Ou peut-être dis-je cela parce que, à l’époque, j’avais moins de dix ans, car, parfois, on écoute un film marquant de notre enfance, et ce n’est plus aussi bon…

Un autre aspect qui semble appartenir aux années 1990 et celles d’avant est l’omniprésence des gardiens de but québécois devant les filets de la Ligue nationale de hockey.

Encore une fois, quitte à abaisser d’un cran les attentes du lectorat, je tiens à rappeler que je ne suis pas un spécialiste du sujet. J’ai une bonne connaissance de l’histoire du circuit Bettman, jumelée à une curiosité intarissable, mais je n’ai aucun diplôme à l’appui… Outre que celui de Gardien Averti qui me fut remis, en 1998…

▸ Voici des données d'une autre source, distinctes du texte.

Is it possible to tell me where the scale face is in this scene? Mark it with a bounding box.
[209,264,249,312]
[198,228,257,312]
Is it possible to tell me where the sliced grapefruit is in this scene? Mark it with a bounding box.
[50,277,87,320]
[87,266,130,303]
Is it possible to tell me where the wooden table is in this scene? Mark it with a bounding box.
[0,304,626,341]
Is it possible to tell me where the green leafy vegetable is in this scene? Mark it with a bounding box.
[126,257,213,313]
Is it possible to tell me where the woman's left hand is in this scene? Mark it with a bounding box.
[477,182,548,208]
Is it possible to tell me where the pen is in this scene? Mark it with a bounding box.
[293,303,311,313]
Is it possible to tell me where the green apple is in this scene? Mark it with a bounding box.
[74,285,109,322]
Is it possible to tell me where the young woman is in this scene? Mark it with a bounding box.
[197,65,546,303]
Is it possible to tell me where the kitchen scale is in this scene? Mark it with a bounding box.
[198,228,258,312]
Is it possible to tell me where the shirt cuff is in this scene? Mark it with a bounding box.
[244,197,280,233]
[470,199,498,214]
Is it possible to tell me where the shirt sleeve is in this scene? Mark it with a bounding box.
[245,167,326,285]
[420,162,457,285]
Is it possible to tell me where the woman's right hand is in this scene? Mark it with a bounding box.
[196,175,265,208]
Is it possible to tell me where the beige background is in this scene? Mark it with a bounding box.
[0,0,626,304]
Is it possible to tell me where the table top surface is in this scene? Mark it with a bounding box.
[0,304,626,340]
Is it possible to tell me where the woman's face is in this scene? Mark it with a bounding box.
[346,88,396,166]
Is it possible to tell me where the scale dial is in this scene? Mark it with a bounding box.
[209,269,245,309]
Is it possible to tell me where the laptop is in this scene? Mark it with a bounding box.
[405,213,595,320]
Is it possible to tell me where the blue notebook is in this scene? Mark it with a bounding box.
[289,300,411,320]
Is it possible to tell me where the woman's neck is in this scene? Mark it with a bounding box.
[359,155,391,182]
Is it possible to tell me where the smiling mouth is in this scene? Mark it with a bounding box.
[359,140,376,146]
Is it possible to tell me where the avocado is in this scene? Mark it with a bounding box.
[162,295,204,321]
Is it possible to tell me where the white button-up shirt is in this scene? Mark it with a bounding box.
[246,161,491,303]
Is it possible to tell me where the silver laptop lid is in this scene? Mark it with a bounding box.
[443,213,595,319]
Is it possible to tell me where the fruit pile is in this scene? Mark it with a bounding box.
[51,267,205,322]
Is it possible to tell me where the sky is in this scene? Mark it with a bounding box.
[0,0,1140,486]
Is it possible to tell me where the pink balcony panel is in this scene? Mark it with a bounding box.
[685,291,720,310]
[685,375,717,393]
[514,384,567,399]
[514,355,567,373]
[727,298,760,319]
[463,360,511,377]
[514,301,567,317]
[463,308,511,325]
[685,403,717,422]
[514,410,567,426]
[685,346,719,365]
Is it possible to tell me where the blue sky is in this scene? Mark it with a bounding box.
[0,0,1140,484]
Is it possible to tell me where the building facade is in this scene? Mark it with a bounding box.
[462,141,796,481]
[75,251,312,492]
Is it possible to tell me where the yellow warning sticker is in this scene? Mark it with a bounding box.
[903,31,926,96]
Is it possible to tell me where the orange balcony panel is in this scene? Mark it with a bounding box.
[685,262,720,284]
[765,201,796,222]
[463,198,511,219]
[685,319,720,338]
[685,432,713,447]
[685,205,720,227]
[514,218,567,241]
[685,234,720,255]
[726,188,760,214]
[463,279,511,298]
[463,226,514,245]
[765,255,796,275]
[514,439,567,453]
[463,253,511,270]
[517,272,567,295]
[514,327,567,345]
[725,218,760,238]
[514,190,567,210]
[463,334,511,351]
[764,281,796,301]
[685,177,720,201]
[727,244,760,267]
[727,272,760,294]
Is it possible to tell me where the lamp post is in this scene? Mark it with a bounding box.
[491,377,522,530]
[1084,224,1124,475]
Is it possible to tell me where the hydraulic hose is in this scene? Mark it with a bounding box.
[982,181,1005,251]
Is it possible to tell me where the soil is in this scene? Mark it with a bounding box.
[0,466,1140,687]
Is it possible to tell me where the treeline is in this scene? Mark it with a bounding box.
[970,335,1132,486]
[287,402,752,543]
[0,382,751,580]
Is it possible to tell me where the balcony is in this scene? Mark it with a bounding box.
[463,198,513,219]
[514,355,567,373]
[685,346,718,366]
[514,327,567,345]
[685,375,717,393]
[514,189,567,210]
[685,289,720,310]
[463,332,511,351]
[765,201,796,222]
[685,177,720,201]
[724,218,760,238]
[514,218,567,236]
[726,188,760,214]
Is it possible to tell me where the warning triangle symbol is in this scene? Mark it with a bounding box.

L’idée de ma chronique hebdomadaire m’est venue, lorsque, dimanche dernier, le 21 février, le journaliste Mikaël Lalancette, annonçait la parution de la biographie qu’il a lui-même écrite qui raconte la vie du célèbre cerbère Georges Vézina.

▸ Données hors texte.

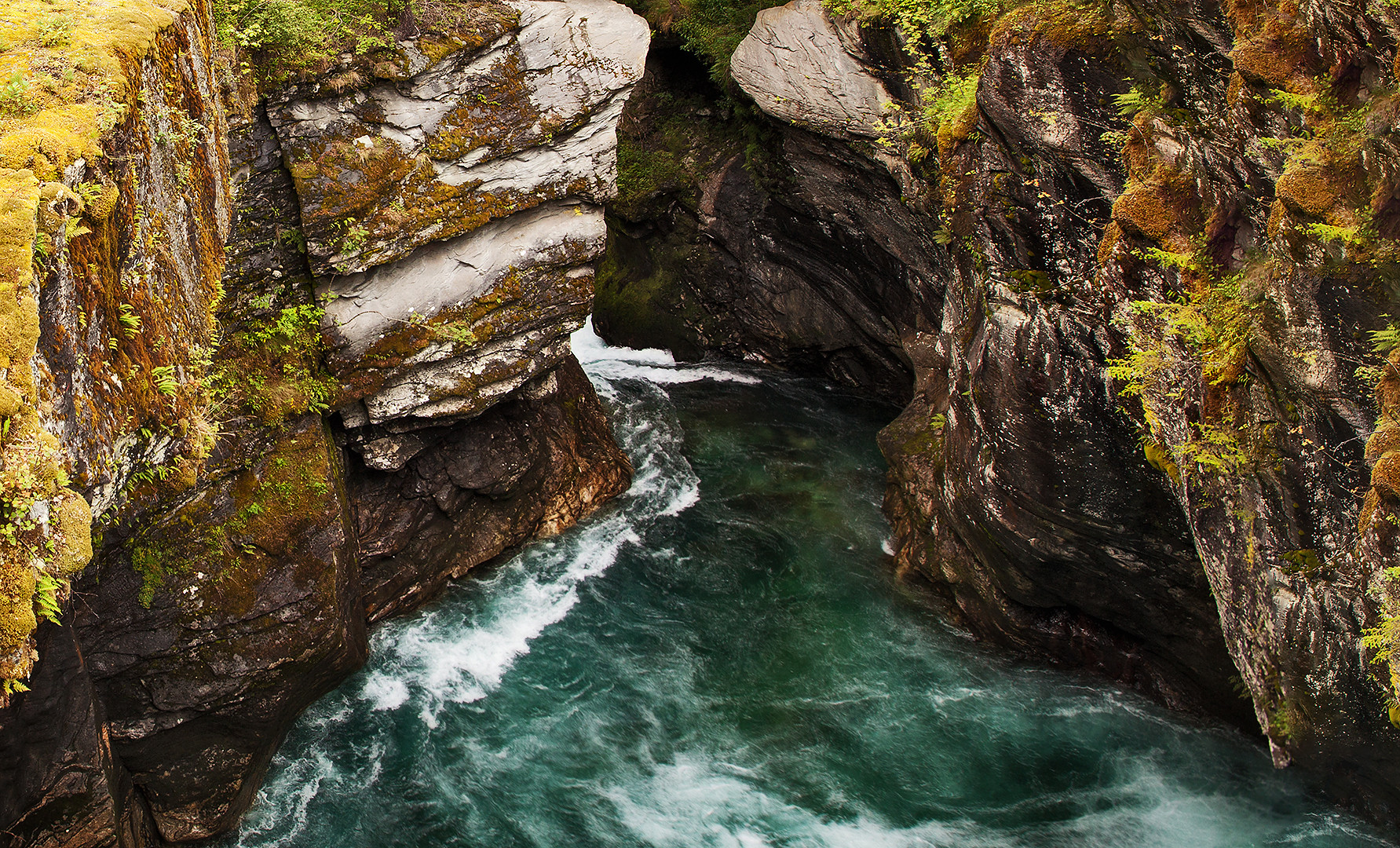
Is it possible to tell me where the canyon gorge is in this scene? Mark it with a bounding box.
[0,0,1400,848]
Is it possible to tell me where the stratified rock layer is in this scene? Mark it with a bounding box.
[0,0,649,848]
[595,0,1400,823]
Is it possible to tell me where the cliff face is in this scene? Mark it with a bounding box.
[0,0,647,846]
[595,0,1400,821]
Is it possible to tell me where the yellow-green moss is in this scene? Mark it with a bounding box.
[0,0,197,705]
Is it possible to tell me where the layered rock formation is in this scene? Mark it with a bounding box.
[595,0,1400,821]
[0,0,649,846]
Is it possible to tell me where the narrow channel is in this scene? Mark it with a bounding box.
[224,327,1389,848]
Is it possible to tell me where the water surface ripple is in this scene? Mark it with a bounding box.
[225,331,1387,848]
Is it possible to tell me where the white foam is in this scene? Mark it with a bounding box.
[570,316,760,386]
[605,755,991,848]
[360,671,409,710]
[378,515,640,726]
[238,751,336,848]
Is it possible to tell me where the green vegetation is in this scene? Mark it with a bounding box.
[209,304,338,424]
[213,0,518,84]
[1107,250,1263,481]
[214,0,413,80]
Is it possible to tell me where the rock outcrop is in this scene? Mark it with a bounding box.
[595,0,1400,823]
[0,0,649,848]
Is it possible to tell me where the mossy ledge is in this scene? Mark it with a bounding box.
[0,0,217,707]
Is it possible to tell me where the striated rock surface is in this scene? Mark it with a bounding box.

Comme il le mentionnait, lui-même, lors d’une entrevue accordée aux animateurs de l’émission « Salut, Bonjour »: « Avant les Maurice Richard et Jean Béliveau, même Émile « Butch » Bouchard, il y a eu Georges Vézina pour défricher la place des Québécois dans le hockey, parce que, à l’époque, dans les débuts, c’était réservé aux anglophones. »

Du même souffle, il ajouta que le gardien surnommé « Le Concombre de Chicoutimi », en raison de sa ville d’origine et de son métier d’agriculteur, a certainement été le premier grand gardien de but, non seulement du Québec, mais de l’histoire du hockey en général.

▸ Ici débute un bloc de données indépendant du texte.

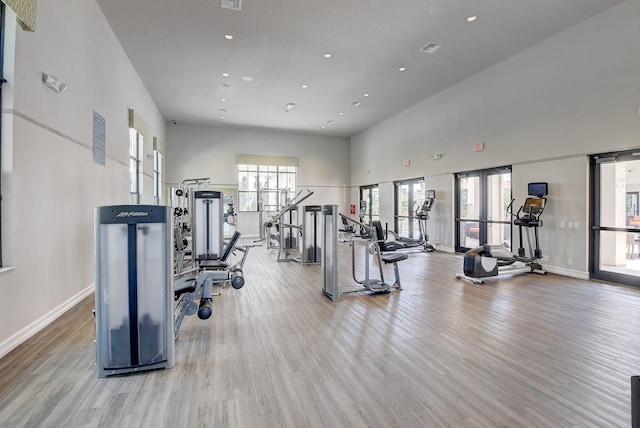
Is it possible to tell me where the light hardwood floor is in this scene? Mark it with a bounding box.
[0,242,640,428]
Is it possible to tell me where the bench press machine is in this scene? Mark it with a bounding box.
[322,205,408,302]
[174,190,251,336]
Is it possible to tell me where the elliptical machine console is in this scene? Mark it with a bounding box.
[456,182,549,284]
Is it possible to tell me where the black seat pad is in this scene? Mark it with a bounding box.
[198,260,229,269]
[382,253,409,264]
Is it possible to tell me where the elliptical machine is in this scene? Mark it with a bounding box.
[378,190,436,252]
[456,182,548,284]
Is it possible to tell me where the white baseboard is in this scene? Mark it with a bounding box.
[542,265,590,279]
[0,284,95,358]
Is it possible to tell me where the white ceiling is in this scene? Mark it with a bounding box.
[97,0,622,137]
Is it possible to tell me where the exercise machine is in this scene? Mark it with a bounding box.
[322,205,408,302]
[94,205,175,377]
[256,189,313,250]
[456,182,548,284]
[378,190,436,252]
[174,231,251,337]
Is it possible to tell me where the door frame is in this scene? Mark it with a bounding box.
[454,165,513,253]
[589,150,640,286]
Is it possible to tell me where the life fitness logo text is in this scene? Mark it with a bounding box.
[116,211,149,217]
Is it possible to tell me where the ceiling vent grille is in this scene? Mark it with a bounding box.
[220,0,242,10]
[420,42,442,53]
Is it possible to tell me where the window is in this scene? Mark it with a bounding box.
[153,150,164,205]
[238,164,297,211]
[394,178,425,239]
[129,128,144,204]
[0,3,5,267]
[592,150,640,286]
[455,166,522,253]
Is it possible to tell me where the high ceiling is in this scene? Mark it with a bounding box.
[97,0,622,137]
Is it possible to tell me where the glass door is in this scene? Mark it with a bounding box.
[394,178,425,239]
[590,151,640,285]
[456,167,511,252]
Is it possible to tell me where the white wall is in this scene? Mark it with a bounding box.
[0,0,165,357]
[167,124,350,236]
[351,0,640,276]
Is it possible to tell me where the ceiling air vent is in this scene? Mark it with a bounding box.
[220,0,242,10]
[420,42,442,53]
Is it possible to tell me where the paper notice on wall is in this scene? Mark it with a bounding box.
[93,111,106,166]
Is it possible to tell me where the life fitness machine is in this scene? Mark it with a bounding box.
[174,190,251,336]
[456,182,548,284]
[321,205,408,302]
[94,205,175,377]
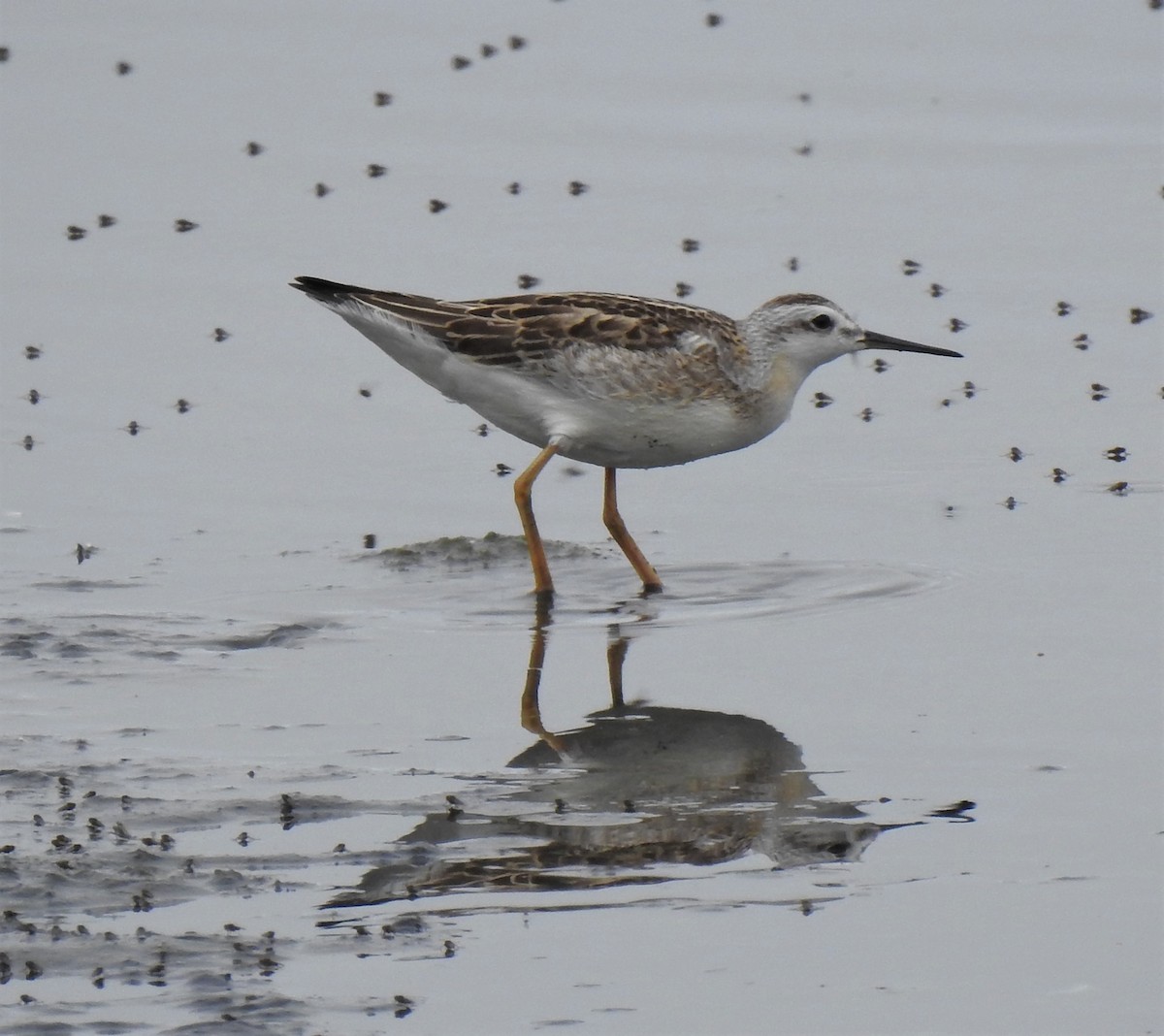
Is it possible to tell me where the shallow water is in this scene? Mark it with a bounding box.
[0,0,1164,1034]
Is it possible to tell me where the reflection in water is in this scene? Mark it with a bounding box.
[328,612,958,907]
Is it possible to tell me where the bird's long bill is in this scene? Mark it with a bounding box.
[862,331,962,360]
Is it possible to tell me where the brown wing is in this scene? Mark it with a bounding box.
[293,277,737,366]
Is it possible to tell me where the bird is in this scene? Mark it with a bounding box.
[291,277,961,603]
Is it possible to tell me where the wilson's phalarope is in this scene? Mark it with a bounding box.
[291,277,961,599]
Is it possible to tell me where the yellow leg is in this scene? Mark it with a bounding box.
[522,604,566,756]
[513,442,558,600]
[601,468,663,594]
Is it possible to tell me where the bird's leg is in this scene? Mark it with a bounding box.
[522,604,566,758]
[513,442,558,603]
[601,468,663,594]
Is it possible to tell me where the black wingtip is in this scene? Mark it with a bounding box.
[290,277,368,301]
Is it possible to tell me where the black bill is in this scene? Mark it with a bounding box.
[861,331,962,360]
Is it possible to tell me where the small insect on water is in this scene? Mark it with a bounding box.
[291,277,961,601]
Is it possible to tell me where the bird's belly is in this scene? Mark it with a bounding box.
[485,388,782,468]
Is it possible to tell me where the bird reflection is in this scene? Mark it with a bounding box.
[327,610,921,907]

Celui de qui le patronyme fut assigné au trophée remis au meilleur portier de la LNH est malheureusement décédé, en 1926, d’une virulente tuberculose.

Près de 100 ans plus tard, nous sommes retournés, après des décennies fastes et glorieuses, à une rareté des gardiens de but originaires de « la Belle Province »

… Non, pas où ils vendent d’excellents « steamés » et des « smoked meat » qui goûtent le ciel…

Comme le rapportait Martin Leclerc, journaliste pour Radio-Canada: l’an dernier, outre: Crawford, Bernier et Fleury, seulement trois autres gardiens qui provenaient du Québec ont disputé une rencontre soit : Samuel Montambeault, Louis Domingue et Antoine Bibeau.

Dans le même article, il ajouta:  » La pépinière de gardiens québécois, qui était tellement riche naguère, est donc en train de tarir. Il faut remonter à 1959-1960, pour retrouver une saison au cours de laquelle seulement deux gardiens natifs du Québec (cette année, il s’agit de Marc-André Fleury et Jonathan Bernier) avaient disputé 20 matchs ou plus dans la LNH. À l’époque, la ligue était toutefois composée de six équipes. »

Pourquoi ce nouveau portrait des portiers, dans la meilleure ligue de hockey, au monde?

Je crois qu’il y a plusieurs facteurs à pointer du doigt, si le but était de trouver un coupable, mais ce n’est pas le cas.

Le plus évident, selon moi, est l’omniprésence des cerbères nés en Europe. Dans le top 25 des meilleurs gardiens, pour les poolers, une page que j’ai trouvée par le biais du site NHL.com, pas moins de 14 gardiens provenaient de l’autre côté de l’Atlantique.


Si vous croyez que je suis xénophobe, je vais vous remettre les barres sur les « t » et les saucisses dans les « toastés », car, en 2010, quand Jaroslav Halak a, presque à lui-seul, vaincu les Penguins de Pittsburgh et les Capitals de Washington, je me fichais bien d’où il arrivait… Tant qu’il n’arrêtait pas ses miracles!

Comme le rapportait le journaliste Robert Laflamme, pour le quotidien « La Presse » : » Jaroslav Halak a été le grand propagateur de la fièvre des séries qui a atteint Montréal (…) emmenant le Tricolore, jusqu’à un pas de la finale de la coupe Stanley. »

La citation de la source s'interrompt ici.